The City of Grand Rapids and many others across the country regularly chalk tires as a means of enforcing parking regulations, but a federal appeals court has ruled that the practice constitutes an unreasonable search which makes it unconstitutional.

The new ruling came on April 22, 2019, from an appeal of the case of Alison Taylor v. City of Saginaw - Eastern District of Michigan at Bay City.

Alison Taylor sued the City of Saginaw and its parking enforcement officer Tabitha Hoskins, alleging that chalking violated her Fourth Amendment right to be free from unreasonable search. The district court agreed with the City of Saginaw and said that while chalking may have constituted a search under the Fourth Amendment, the search was reasonable.

The United States Court of Appeals for the Sixth Circuit, which covers Michigan, Ohio, Kentucky and Tennessee, has reversed the ruling.

The U.S. Court of Appeals three-judge panel says that chalking tires is trespassing "because the City made intentional physical contact with Taylor’s vehicle."

Trespassing is allowed under certain circumstances, but the court of appeals says in this case it constitutes an unreasonable search:

The City commences its search on vehicles that are parked legally, without probable cause or even so much as “individualized suspicion of wrongdoing”—the touchstone of the reasonableness standard.

Previous court rulings have set a precedent that automobiles have a "reduced expectation of privacy," but the appeals court says that does not apply in this case:

The automobile exception permits officers to search a vehicle without a warrant if they have “probable cause to believe that the vehicle contains evidence of a crime.” No such probable cause existed here.

The City of Saginaw tried to argue that it was a public safety issue, but the appeals court disagreed:

The City does not demonstrate, in law or logic, that the need to deter drivers from exceeding the time permitted for parking—before they have even done so—is sufficient to justify a warrantless search.

I've never liked having my tires chalked. It's not quite Minority Report territory, but it's still invasive. I can only imagine how those with sports cars and expensive, glossy tires must feel about having their property marked-up (vandalized?) while they obey every law.

The appeals court ruling does not mean that cities have to stop closely monitoring properly parked vehicles, it only applies to the physical marking that goes with chalking a tire. Simply taking photos of vehicles could be an acceptable alternative in place of marking with chalk.

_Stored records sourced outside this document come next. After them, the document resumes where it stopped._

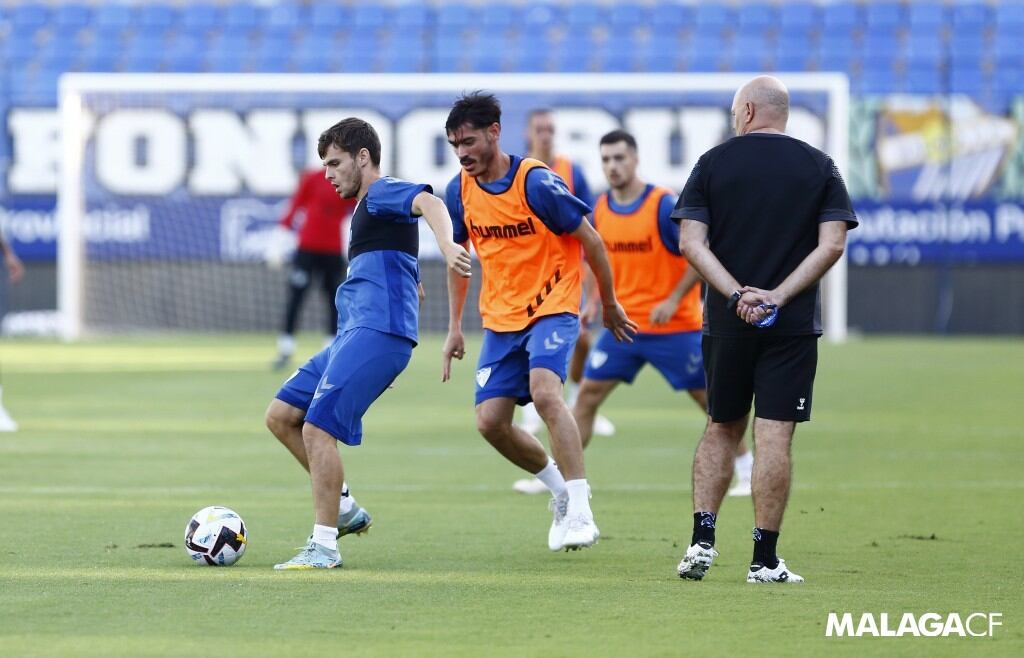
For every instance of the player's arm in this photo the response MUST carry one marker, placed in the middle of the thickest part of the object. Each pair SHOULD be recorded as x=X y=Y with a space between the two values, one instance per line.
x=455 y=342
x=436 y=216
x=614 y=315
x=14 y=267
x=832 y=244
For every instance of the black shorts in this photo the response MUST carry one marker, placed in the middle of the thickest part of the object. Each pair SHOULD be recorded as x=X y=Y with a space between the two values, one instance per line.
x=775 y=371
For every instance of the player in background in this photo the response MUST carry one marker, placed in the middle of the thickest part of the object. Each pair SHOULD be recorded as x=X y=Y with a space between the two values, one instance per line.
x=527 y=230
x=15 y=270
x=316 y=213
x=378 y=314
x=541 y=145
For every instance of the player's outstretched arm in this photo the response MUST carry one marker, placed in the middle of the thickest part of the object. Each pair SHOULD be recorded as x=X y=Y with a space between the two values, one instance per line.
x=434 y=211
x=455 y=343
x=614 y=316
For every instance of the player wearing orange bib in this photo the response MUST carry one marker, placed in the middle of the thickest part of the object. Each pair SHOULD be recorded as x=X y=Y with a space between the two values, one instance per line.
x=541 y=145
x=654 y=283
x=527 y=230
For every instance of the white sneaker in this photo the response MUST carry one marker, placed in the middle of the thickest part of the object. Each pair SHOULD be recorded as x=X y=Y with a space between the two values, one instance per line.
x=603 y=427
x=761 y=573
x=697 y=560
x=741 y=488
x=529 y=485
x=559 y=508
x=581 y=532
x=531 y=421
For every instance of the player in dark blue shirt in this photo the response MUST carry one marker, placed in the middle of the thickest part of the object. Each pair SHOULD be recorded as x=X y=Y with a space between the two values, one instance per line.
x=378 y=312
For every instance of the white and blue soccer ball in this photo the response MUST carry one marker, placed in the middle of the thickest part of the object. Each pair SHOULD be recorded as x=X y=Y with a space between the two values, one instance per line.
x=216 y=536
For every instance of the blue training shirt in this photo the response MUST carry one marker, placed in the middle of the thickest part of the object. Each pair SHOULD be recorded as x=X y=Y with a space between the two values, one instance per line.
x=547 y=194
x=667 y=227
x=381 y=290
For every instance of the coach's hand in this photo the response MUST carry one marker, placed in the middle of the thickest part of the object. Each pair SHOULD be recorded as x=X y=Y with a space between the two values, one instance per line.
x=749 y=308
x=458 y=259
x=664 y=311
x=455 y=347
x=619 y=322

It is also possible that in some circumstances chalking a tire could be considered allowable in the interest of public safety. The appeals courts says that if a city can demonstrate that chalking a tire is necessary for public safety, then the chalking could be considered reasonable. It is the practice of routinely chalking without probable cause that the appeals court is ruling against.

While it is possible cities may choose to continue chalking tires under certain circumstances, it is more likely we will see most adopt another measure of monitoring vehicles to avoid possibly violating the Fourth Amendment.